Library Amplification Cleanup

  • Perform a 1X SPRI® cleanup by combining the following
Component Volume
Amplified library DNA 25 μl
Agencourt® AMPure® XP reagent 25 μl
Total Volume 50 μl
  • Mix thoroughly by pipetting up and down several times.
  • Incubate the plate/tube at room temperature for 5 – 15 min to allow the DNA to bind to the beads.
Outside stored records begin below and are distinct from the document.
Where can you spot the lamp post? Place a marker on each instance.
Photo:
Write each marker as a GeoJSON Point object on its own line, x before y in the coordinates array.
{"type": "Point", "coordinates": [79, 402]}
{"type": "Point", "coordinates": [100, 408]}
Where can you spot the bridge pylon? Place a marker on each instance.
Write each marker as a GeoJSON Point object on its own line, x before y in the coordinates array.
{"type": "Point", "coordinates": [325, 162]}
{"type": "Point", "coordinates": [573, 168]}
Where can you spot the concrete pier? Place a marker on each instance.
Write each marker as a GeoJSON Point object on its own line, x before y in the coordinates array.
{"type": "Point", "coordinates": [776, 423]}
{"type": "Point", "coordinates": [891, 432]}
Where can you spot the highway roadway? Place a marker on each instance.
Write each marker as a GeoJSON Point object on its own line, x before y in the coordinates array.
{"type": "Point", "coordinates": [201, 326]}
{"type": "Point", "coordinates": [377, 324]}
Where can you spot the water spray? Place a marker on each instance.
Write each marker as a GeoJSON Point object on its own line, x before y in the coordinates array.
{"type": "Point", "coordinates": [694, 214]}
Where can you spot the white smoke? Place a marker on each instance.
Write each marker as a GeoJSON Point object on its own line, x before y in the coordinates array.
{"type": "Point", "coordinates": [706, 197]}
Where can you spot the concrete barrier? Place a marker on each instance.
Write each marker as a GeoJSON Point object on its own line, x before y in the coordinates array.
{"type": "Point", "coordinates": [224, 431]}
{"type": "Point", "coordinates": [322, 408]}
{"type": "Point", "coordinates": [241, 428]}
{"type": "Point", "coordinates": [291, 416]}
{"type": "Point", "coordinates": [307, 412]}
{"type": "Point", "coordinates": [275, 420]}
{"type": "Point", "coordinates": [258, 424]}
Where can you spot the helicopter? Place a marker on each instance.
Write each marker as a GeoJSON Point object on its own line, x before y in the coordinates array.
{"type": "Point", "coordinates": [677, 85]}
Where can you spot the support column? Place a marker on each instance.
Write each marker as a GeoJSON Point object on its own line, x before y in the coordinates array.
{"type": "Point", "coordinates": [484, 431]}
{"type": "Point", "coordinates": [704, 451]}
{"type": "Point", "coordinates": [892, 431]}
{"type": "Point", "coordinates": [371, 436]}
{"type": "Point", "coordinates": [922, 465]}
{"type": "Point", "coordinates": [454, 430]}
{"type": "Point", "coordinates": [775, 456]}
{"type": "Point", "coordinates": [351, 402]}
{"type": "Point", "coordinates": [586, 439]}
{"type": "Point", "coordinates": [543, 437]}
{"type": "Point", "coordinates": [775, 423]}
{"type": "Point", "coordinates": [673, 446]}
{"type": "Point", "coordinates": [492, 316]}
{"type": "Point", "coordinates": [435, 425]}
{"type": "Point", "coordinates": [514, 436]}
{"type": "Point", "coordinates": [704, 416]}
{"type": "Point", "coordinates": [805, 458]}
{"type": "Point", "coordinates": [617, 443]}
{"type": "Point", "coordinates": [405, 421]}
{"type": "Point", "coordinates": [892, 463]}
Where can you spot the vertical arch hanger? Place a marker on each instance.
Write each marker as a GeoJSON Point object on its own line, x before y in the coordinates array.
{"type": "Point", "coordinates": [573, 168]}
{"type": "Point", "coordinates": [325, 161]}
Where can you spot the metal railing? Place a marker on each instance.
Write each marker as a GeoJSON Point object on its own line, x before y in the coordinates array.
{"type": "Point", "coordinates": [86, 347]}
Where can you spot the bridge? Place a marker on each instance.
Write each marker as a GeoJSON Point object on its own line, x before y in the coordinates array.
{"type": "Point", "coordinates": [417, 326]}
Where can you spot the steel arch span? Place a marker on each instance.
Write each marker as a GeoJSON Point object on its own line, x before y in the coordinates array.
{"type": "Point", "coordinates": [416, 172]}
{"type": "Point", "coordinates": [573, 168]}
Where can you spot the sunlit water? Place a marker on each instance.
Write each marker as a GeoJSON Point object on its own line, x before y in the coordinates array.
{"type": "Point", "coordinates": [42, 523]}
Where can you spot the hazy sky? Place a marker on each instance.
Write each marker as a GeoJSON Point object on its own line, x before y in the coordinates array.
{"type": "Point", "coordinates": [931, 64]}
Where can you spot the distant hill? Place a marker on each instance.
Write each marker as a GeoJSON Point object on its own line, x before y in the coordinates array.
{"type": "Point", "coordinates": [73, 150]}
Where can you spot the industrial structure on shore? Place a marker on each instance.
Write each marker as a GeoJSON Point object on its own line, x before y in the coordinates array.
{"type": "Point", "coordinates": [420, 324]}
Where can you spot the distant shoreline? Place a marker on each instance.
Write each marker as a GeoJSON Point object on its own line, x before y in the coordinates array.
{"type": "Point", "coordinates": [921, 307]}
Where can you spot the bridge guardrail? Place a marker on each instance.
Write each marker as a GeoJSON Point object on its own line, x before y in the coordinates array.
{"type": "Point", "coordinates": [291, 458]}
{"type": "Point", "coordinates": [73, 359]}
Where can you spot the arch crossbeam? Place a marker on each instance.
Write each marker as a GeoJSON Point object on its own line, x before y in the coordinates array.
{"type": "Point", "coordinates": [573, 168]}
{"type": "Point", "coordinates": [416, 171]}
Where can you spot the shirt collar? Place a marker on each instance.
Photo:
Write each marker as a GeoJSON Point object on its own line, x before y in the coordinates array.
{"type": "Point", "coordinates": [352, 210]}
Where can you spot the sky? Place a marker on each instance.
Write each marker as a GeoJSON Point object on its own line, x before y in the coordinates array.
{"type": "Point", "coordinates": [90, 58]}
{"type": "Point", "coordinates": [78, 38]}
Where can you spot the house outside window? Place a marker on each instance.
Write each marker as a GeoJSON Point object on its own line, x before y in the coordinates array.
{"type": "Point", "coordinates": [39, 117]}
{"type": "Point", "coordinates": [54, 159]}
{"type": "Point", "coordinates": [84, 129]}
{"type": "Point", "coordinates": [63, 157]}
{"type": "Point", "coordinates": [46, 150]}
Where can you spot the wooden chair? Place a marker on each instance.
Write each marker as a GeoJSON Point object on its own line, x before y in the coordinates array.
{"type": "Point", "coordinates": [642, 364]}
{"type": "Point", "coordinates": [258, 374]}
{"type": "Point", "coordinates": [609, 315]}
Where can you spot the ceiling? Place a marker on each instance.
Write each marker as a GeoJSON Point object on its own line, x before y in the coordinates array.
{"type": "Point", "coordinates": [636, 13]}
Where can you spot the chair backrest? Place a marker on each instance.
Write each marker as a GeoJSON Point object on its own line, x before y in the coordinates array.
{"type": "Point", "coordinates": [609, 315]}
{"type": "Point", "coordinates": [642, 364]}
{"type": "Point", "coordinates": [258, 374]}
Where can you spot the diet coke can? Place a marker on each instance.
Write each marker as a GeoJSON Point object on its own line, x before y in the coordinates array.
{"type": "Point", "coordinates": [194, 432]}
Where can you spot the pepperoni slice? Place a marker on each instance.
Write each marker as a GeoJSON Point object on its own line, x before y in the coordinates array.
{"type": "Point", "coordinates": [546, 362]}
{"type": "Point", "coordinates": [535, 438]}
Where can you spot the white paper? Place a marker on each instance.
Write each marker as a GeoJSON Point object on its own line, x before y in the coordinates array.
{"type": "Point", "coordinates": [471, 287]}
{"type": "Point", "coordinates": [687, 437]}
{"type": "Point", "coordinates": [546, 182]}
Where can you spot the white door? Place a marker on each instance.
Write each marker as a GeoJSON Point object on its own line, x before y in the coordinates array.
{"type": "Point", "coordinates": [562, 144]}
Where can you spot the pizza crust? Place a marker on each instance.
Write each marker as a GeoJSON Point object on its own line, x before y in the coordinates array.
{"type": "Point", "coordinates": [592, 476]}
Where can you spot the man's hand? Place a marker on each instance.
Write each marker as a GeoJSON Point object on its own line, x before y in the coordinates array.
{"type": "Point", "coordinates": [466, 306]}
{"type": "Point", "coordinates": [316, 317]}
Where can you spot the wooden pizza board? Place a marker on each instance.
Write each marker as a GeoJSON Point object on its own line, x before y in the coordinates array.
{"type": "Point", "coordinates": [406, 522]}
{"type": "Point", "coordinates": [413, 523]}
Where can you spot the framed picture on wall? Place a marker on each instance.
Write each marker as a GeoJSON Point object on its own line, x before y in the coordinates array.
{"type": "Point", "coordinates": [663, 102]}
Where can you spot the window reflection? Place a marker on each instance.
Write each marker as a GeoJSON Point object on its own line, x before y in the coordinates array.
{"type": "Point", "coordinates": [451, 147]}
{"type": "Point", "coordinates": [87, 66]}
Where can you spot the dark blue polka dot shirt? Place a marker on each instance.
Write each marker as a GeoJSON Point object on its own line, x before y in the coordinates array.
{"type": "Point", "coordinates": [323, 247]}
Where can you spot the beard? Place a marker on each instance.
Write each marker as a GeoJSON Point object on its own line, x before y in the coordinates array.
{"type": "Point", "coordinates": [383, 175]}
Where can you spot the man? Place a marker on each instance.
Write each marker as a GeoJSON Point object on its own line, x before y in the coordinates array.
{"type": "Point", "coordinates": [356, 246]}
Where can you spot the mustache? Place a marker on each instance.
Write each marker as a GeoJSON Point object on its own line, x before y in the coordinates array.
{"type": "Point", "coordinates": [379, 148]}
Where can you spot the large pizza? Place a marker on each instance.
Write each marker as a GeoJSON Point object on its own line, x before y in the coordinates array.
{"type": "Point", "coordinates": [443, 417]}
  • Place the plate/tube on a magnet to capture the beads. Incubate until the liquid is clear.
  • Carefully remove and discard 45 μl of supernatant.
  • Keeping the plate/tube on the magnet, add 200 μl of 80% ethanol.
  • Incubate the plate/tube at room temperature for ≥30 sec.
  • Carefully remove and discard the ethanol.
  • Keeping the plate/tube on the magnet, add 200 μl of 80% ethanol.
  • Incubate the plate/tube at room temperature for ≥30 sec.
  • Carefully remove and discard the ethanol. Try to remove all residual ethanol without disturbing the beads.
  • Dry the beads at room temperature, until all of the ethanol has evaporated. Caution: over-drying the beads may result in dramatic yield loss.
  • Remove the plate/tube from the magnet.
  • Thoroughly resuspend the dried beads in 22 μl of 10 mM Tris-HCl (pH 8.0).
  • Incubate the plate/tube at room temperature for 2 min to allow the DNA to elute off the beads.
  • Place the plate/tube on a magnet to capture the beads. Incubate until the liquid is clear. Transfer 20 μl of the clear supernatant to a new plate/tube.